The next group of options influence the feature annotation step before calculation:

[-f|--eFeature] [-i|--eInstance] These options set e-value cutoffs for the hmmscan based feature predictions pfam and smart. The first one is for the whole feature, while the second one is for feature instances. These cutoffs are also applied during calculation (If other annotations with e-values exist)
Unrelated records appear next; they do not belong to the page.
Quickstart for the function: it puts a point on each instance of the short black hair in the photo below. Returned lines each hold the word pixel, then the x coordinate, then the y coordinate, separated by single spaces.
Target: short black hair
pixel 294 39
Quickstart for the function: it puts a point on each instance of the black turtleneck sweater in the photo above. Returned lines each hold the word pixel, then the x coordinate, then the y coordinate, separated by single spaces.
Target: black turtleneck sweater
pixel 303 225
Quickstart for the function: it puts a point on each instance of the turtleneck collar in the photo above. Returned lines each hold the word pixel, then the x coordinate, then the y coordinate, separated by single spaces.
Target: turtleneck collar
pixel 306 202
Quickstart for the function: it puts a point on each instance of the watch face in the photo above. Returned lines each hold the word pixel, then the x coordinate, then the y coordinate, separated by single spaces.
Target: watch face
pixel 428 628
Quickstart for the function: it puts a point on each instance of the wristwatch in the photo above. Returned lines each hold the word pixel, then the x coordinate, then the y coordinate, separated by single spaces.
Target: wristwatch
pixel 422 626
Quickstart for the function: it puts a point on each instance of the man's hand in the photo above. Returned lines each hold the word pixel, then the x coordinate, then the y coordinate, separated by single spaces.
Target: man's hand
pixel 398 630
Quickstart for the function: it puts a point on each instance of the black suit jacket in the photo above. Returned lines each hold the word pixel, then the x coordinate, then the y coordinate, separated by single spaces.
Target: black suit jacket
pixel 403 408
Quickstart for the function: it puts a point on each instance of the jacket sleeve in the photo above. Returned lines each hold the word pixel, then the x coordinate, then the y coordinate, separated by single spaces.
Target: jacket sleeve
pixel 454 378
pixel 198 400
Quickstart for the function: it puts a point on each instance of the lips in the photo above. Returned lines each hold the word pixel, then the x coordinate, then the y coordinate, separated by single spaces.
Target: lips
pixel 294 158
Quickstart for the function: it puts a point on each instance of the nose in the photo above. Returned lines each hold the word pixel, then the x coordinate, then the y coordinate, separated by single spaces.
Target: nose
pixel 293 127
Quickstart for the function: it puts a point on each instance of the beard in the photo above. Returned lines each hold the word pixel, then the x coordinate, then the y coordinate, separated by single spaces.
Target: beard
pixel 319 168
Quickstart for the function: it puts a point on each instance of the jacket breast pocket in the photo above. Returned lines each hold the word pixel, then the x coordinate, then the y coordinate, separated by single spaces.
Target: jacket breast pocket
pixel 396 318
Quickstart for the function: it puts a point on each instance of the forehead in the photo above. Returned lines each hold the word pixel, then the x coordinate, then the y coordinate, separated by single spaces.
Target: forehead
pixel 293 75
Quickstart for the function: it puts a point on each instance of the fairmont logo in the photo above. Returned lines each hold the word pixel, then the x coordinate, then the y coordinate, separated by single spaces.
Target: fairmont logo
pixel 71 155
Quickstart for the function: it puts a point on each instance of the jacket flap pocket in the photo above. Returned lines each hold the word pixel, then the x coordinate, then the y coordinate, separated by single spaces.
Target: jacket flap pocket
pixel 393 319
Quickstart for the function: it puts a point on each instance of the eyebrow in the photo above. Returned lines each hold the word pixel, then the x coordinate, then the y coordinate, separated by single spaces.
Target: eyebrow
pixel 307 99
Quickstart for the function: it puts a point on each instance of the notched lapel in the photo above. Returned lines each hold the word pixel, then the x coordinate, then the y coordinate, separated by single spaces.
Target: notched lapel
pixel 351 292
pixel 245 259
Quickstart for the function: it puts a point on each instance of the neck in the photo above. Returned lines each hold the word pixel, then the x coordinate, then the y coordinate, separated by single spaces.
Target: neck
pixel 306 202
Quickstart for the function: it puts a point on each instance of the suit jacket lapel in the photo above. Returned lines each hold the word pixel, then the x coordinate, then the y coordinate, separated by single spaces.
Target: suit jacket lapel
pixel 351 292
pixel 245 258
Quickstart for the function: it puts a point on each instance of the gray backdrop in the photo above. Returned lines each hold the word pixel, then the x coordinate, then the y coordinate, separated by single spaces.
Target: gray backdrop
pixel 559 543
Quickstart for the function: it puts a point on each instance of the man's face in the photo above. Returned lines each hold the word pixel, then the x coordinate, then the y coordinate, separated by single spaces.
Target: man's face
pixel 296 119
[--eFlps] This sets an e-value cutoff for the flps tool

[--org] With this you can set the organism of input sequence(s) for the SignalP search

[--toolPath] This option sets the path to Annotion tool directory created with prepareFAS. You don't need to touch this unless you moved the directory

Obscure Options (other options)

[--priority_mode] With this option you can deactivate the use of priority mode completely. NOT RECOMMENDED as this can severely increase runtime for larger proteins.

[--timelimit] If priority mode is deactivated, you can use this option to set a soft timelimit for how long a protein pair is allowed to stay in exhaustive mode before priority mode will be reactivated

[-w|--score_weights] With this you can influence the FAS score. This sets how the three scores MS, CS and PS are weighted. It takes exactly three float values. The sum should be 1.0, the default is 0.7, 0.0, 0.3 so that the MS makes up 70% of the score and the PS 30%

[--empty_as_1] Per default, if both proteins have no annotated features, an empty feature architecture, FAS will return a score of 0 (no features shared). When this option is activated, FAS will score these pairs with 1 instead.